- Sources: yweb/crawlrank/parser/src/filter.[h,cpp]
- Test: yweb/crawlrank/parser/filtertest/filtertest.cpp
- Yandex main filter sources: yweb/robot/filter/*
Results
Yandex feeds combined sorted and unique items picked.
Input file:
Feeds
Output file:
Result (two columns[tab separated]: url, filter result)
Total items: 600330
Spam filter results:
URL_BAD_NORMALIZEURL = 1380
URL_CHECK_GARBAGE = 451
URL_CHECK_MIRROR = 46810
URL_CHECK_REGEXP = 10546
UrlFilterBadFormat = 1821
UrlFilterBadScheme = 6936
UrlFilterDomain = 22835
UrlFilterEmpty = 11
UrlFilterExtDomain = 609
UrlFilterHost = 42
UrlFilterMax = 1
UrlFilterOpaque = 21
UrlFilterSuffix = 1543
UrlFilterUrl = 33
Good = 508671
Interpretation of results:
From yweb/robot/mergelib/filterstat.h -
PRINT_STAT(UrlFilterOK, "good urls");
PRINT_STAT(UrlFilterEmpty, "empty");
PRINT_STAT(UrlFilterBadScheme, "bad scheme");
PRINT_STAT(UrlFilterBadFormat, "bad format");
PRINT_STAT(UrlFilterBadPort, "bad port");
PRINT_STAT(UrlFilterBadPath, "bad path");
PRINT_STAT(UrlFilterOpaque, "bad scheme");
PRINT_STAT(UrlFilterBadAuth, "bad auth");
PRINT_STAT(UrlFilterTooLong, "too long");
PRINT_STAT(UrlFilterHost, "on hosts disabled - filter");
PRINT_STAT(UrlFilterUrl, "disabled - filter");
PRINT_STAT(UrlFilterSuffix, "has bad suffix");
PRINT_STAT(UrlFilterDomain, "on domain disabled - filter");
PRINT_STAT(UrlFilterExtDomain, "on domain not allowed - filter");
PRINT_STAT(UrlFilterPort, "on port disabled - filter");
PRINT_STAT(URL_CHECK_NOTABS, "not absolute");
PRINT_STAT(URL_CHECK_NOTHTTP, "scheme not http");
PRINT_STAT(URL_CHECK_LONGHOST, "netloc too long");
PRINT_STAT(URL_CHECK_MIRROR, "on mirrors");
PRINT_STAT(URL_CHECK_DEEPDIR, "path too deep");
PRINT_STAT(URL_CHECK_DUPDIRS, "too many repetitions in path");
PRINT_STAT(URL_CHECK_REGEXP, "disabled - regexp");
PRINT_STAT(URL_CHECK_EXT_REGEXP, "disabled - ext regexp");
PRINT_STAT(URL_CHECK_HOPS, "disabled - hops");
PRINT_STAT(URL_CHECK_CLEAN_PARAM, "disabled - clean-param");
PRINT_STAT(URL_CHECK_ROBOTS, "disabled - robots.txt");
PRINT_STAT(URL_CHECK_OLDDELETED, "too old deleted");
PRINT_STAT(URL_CHECK_PENALTY, "on dead hosts");
PRINT_STAT(URL_CHECK_FOREIGN, "on foreign hosts");
PRINT_STAT(URL_CHECK_MANUAL, "deleted manualy");
PRINT_STAT(URL_CHECK_POLICY, "deleted - policy");
PRINT_STAT(URL_CHECK_BIGHOPS, "too big hops deleted");
PRINT_STAT(URL_CHECK_FAST_FORCE_CRAWL, "url injected into fast robot with flag FORCECRAWL, ignore any filtering");
PRINT_STAT(URL_CHECK_POLICY_MIME_TYPE, "deleted - policy mime type");
Interesting facts
- All urls whose scheme is not http (for example: https) are rejected as UrlFilterBadScheme.

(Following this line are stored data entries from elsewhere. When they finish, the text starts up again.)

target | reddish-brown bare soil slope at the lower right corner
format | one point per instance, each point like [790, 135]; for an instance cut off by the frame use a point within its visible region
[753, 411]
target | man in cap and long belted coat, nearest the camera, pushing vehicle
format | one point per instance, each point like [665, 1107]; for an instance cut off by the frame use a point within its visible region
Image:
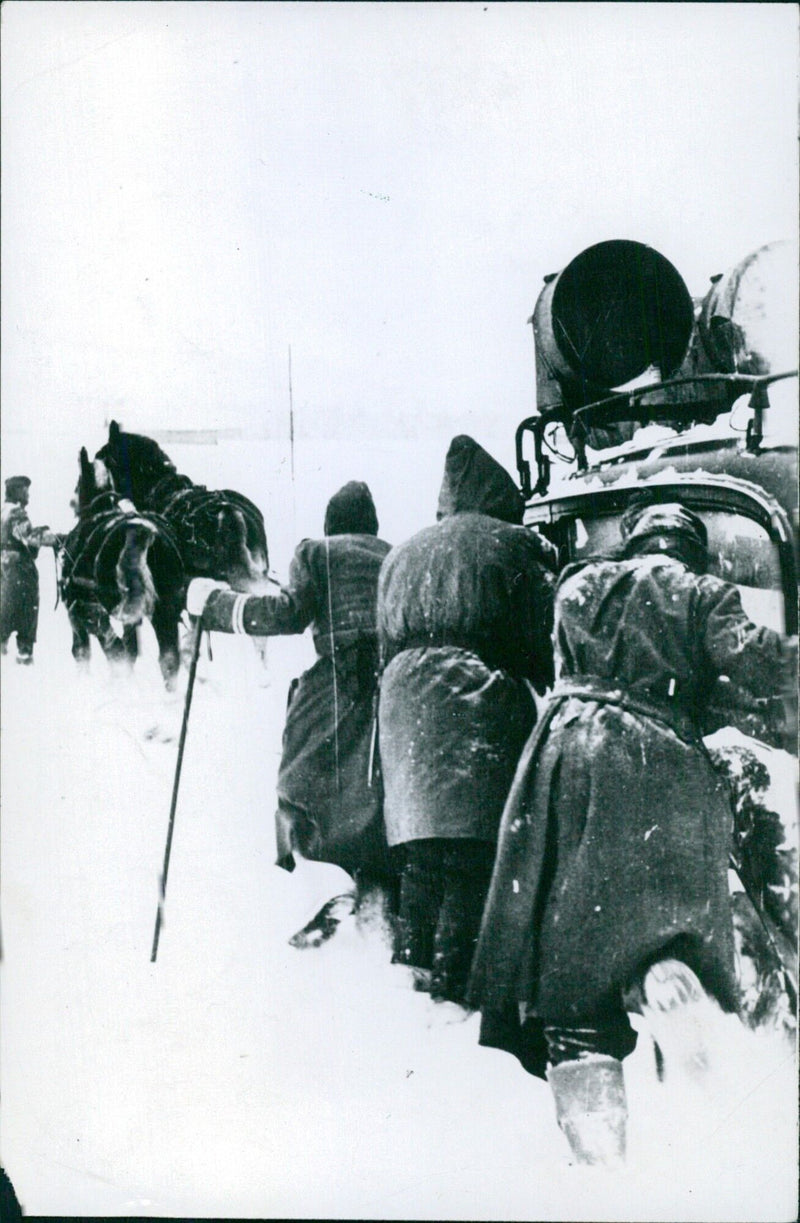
[610, 892]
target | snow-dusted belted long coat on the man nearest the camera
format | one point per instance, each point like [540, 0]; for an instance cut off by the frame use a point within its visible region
[615, 841]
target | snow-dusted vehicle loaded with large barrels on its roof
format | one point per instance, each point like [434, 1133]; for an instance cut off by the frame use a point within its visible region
[640, 387]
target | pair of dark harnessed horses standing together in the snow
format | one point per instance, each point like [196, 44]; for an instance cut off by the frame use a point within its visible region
[144, 533]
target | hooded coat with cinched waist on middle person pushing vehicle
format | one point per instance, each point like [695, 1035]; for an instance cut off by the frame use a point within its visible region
[464, 622]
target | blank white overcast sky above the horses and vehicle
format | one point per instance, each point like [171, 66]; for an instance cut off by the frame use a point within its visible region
[190, 189]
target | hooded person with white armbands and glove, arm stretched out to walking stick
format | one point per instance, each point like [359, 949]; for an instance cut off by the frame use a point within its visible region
[328, 789]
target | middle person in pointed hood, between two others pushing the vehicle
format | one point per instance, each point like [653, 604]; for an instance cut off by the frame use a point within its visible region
[464, 623]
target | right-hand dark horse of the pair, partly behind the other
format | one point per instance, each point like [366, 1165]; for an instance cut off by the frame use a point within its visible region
[220, 534]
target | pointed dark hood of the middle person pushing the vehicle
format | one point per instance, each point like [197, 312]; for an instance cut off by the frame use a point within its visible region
[475, 482]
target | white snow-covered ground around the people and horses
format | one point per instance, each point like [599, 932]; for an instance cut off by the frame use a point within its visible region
[238, 1077]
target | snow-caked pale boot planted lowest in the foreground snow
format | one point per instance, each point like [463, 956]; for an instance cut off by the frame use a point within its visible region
[591, 1107]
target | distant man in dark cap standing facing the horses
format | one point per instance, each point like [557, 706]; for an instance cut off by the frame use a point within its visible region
[20, 545]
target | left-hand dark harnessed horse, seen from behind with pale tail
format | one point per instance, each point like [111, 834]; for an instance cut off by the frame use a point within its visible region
[120, 567]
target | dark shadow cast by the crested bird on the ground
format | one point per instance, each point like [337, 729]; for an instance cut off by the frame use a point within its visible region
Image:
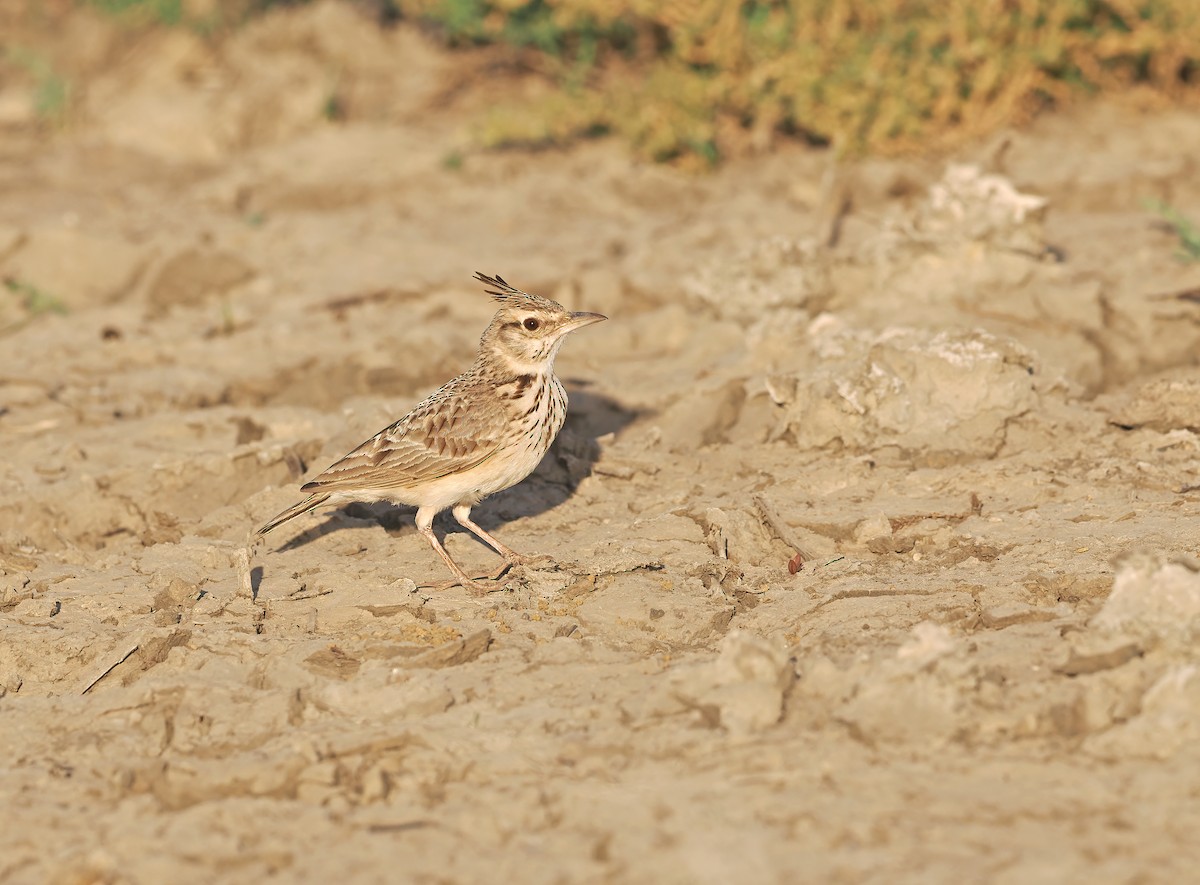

- In most cases, urls rejected by NormalizeUrl (used by orange) are also rejected by filter parser. However, the filter may reject more urls based on other factors such as url scheme (http or not), host name, hostname length, etc.
- UrlFilterBadFormat includes (but is not limited to) the following rules - (a) hostlen > HOST_MAX, (b) host name does not contain character '.'
- URL_CHECK_GARBAGE: Url must contain only alphanumeric and following special characters: !@\"#$%^:&?*()-_+=[]{}|\\/';><?.,
- Other rules are dictionary based which are specified in appropriate filter files.